茨木城
Ibaraki Castle
概要
摂津の要衝
茨木城は大阪府茨木市に位置した平城であり、摂津国(大阪北部)における重要な城郭の一つとして戦国時代・安土桃山時代に大きな役割を果たした。城は現在の茨木市中心部に位置しており、現在は城跡の一部に茨木市立文化財資料館が設置され、土塁・堀の遺構が残っている。城跡の目印として「茨木城跡の門(片桐且元邸移築門)」が現存しており、城主ゆかりの建築物として市民に親しまれている。
荒木村重の叛乱
茨木城の歴史において最もドラマチックな事件は、天正6年(1578年)に起きた荒木村重の叛乱である。荒木村重(1535〜86年)は織田信長の有力な家臣として摂津国を任されていたが、突如として信長への謀反を起こし、本拠の有岡城(現伊丹市)に籠城した。この時、茨木城には村重の子・荒木村次が守将として残った。信長の包囲により有岡城が落城(1579年)した後も、茨木城は一時抵抗を続けたが最終的に開城した。村重は城を捨てて逃走し、その後茶人・連歌師として後半生を送るという数奇な運命を辿った。
中川清秀と小牧・長久手の戦い
荒木氏滅亡後、茨木城主となったのが中川清秀(なかがわきよひで)である。清秀は「賤ヶ岳の七本槍」の一人に数えられることもある豊臣系の武将で、茨木の城主として摂津の支配を担った。天正12年(1584年)の小牧・長久手の戦いにおいて、清秀は犬山城周辺での戦いで戦死し、茨木城はその後片桐且元(かたぎりかつもと)の管理下に置かれた。
片桐且元と大坂城の裏側
片桐且元(1556〜1615年)は豊臣秀吉に仕えた武将であり、茨木城主として摂津の行政を担うとともに、秀吉死後の豊臣家の維持に尽力した人物として知られる。
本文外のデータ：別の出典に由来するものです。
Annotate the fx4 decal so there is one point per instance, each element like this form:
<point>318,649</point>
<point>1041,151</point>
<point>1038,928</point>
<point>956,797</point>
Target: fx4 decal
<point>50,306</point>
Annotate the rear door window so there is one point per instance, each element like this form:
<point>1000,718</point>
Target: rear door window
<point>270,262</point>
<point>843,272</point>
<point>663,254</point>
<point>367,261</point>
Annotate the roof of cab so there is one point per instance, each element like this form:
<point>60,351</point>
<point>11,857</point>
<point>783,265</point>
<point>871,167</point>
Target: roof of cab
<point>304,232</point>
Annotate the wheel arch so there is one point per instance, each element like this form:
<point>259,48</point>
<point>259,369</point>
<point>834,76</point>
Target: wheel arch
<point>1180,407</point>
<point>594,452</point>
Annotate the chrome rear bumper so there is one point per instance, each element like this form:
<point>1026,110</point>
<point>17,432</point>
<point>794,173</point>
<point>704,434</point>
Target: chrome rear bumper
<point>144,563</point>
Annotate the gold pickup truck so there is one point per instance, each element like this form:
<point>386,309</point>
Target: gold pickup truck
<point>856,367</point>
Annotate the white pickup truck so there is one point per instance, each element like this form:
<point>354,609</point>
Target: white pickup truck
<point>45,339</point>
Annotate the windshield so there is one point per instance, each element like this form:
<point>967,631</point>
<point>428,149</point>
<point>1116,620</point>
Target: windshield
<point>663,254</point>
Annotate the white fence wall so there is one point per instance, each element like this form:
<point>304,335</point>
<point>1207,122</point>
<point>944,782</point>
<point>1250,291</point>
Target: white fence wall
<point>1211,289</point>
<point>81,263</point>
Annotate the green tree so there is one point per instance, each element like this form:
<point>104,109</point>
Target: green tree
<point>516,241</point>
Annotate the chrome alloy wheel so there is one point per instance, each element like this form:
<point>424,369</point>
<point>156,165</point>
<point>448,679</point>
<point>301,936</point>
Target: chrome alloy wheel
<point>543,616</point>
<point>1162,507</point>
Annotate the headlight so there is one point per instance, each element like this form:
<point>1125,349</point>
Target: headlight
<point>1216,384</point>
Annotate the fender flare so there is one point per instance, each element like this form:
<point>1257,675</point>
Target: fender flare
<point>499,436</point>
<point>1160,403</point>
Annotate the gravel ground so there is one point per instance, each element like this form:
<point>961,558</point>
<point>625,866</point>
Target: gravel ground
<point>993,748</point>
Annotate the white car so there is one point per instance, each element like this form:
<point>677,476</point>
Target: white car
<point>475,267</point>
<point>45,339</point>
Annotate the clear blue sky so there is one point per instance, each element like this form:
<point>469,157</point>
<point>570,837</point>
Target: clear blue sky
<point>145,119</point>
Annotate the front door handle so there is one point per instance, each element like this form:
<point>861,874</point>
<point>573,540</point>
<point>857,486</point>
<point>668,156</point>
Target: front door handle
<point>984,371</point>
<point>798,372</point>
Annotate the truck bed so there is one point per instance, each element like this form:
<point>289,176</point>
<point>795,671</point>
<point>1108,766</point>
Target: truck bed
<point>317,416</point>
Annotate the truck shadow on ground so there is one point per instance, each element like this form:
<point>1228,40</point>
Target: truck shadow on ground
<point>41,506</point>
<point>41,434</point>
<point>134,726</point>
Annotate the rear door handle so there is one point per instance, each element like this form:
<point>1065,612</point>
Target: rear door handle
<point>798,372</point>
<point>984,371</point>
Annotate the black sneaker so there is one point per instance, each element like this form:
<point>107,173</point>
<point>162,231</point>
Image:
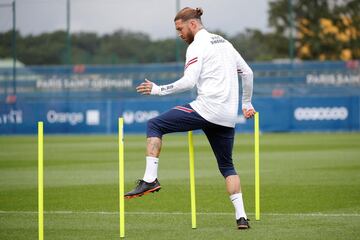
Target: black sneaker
<point>143,188</point>
<point>242,223</point>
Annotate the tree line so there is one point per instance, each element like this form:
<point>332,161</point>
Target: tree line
<point>322,30</point>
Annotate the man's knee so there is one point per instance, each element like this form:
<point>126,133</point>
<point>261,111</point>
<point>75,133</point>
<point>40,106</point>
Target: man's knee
<point>227,171</point>
<point>153,128</point>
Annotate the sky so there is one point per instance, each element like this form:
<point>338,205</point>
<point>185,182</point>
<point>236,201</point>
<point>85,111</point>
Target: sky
<point>153,17</point>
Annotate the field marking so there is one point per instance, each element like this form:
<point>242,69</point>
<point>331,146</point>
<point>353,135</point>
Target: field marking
<point>184,213</point>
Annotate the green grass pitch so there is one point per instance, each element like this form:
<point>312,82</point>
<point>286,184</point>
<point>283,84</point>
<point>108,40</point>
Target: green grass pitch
<point>310,188</point>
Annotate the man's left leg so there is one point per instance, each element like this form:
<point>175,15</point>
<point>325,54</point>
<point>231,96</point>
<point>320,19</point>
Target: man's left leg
<point>221,140</point>
<point>178,119</point>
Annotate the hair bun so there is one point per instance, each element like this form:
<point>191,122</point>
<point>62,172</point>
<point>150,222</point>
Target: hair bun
<point>199,11</point>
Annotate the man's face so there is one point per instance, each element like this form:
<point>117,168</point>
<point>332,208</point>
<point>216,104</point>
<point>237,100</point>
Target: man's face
<point>184,31</point>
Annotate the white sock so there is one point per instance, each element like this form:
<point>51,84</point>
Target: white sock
<point>236,199</point>
<point>151,169</point>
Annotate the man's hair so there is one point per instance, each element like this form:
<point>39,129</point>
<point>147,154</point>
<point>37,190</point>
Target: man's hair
<point>189,13</point>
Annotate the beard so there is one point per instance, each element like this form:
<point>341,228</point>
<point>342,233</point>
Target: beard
<point>189,38</point>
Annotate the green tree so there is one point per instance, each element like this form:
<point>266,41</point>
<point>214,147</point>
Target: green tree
<point>325,29</point>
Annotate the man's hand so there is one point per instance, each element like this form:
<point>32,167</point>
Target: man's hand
<point>248,110</point>
<point>145,87</point>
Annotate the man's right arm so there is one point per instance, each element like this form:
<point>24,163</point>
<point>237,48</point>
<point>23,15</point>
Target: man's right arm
<point>192,71</point>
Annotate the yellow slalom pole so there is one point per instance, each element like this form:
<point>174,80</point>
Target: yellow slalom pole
<point>257,167</point>
<point>192,179</point>
<point>41,180</point>
<point>121,178</point>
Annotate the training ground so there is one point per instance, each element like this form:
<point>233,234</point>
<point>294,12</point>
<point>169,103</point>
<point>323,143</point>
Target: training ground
<point>310,188</point>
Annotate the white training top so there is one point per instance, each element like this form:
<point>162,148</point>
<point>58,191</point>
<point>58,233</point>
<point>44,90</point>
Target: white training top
<point>213,65</point>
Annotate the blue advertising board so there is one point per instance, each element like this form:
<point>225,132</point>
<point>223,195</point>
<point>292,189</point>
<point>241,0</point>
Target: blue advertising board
<point>276,115</point>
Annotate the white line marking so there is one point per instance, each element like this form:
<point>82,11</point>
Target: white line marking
<point>184,213</point>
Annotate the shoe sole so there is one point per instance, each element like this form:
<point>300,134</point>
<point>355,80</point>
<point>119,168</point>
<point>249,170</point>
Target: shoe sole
<point>243,227</point>
<point>144,193</point>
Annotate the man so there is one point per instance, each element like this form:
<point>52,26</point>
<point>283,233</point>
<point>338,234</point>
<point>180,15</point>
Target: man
<point>213,65</point>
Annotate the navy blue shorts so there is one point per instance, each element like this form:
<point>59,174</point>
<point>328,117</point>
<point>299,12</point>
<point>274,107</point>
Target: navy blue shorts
<point>183,119</point>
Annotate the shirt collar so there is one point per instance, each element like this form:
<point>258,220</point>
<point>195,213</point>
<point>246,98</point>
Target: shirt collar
<point>200,33</point>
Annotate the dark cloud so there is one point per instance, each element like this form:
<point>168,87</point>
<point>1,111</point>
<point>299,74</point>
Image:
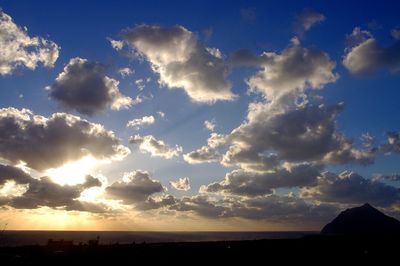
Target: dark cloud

且元は徳川家康との折衝役として難しい立場に立ち、大坂の陣の前に豊臣家から追われる形で大坂城を退去した。茨木城に残る「片桐且元邸移築門」は且元の城下屋敷に由来するとされ、茨木と且元の深い結びつきを今に伝えている。
刀剣との関わり
## 荒木村重の刀剣と茶人への転身 荒木村重は信長への謀反後に城を捨てて逃走した後、千利休・今井宗久らの茶人仲間と交わり、茶の湯の世界に深く没入した。村重は「道薫(どうくん)」と号して連歌・茶の湯を楽しみ、刀剣からは距離を置いた後半生を送った。しかし謀反以前の村重は信長の有力な武将として、備前・畿内の名工が打った刀剣を積極的に蒐集した武将でもあった。村重の刀剣蒐集は信長が進めた「名物集め」(「名物狩り」とも呼ばれる文化財収集政策)とも連動しており、茨木城は摂津における名物刀剣の集積拠点の一つであった。 ## 摂津の刀剣産地 茨木が位置する摂津国(現大阪北部)は、中世から鍛冶師の活動が盛んな地域であった。摂津国は大阪・京都・奈良という三大都市圏に近接し、山城伝・大和伝の刀工の影響を受けながら独自の刀剣製作の伝統を育んでいた。茨木城下には摂津の鍛冶師が居を構え、城主の武士団への刀剣供給を担っていた。また、大坂城(大坂)に近い立地から、豊臣政権の武器調達拠点としての役割も果たしていた。 ## 片桐且元と刀剣の精神 片桐且元は豊臣秀吉に仕えた武将であり、その主君への忠義と苦難の晩年は武士道の典型的な悲劇として後世に語り継がれてきた。且元は徳川との折衝の末に豊臣家を去ることを余儀なくされたが、武士としての誇りと刀への執着は生涯失わなかった。茨木城ゆかりの且元の人生は、武士が刀を魂の象徴として生きた時代の証言として、刀剣文化の精神的背景を深く照らし出している。
見どころ
- 片桐且元邸移築門 — 茨木城ゆかりの唯一の現存建築物、豊臣武将の息吹を伝える
- 茨木市立文化財資料館 — 城跡に設置された地域歴史資料館
- 荒木村重の叛乱ゆかりの地 — 信長への謀反という戦国史上最大のドラマの舞台
- 茨木城跡の土塁・堀跡 — 市街地に残る中世・近世城郭の痕跡
- 阪急・JRで大阪・京都から容易にアクセス可能 — 関西観光の拠点として便利
※開館時間・入場料は変更される場合があります。訪問前に公式サイトをご確認ください。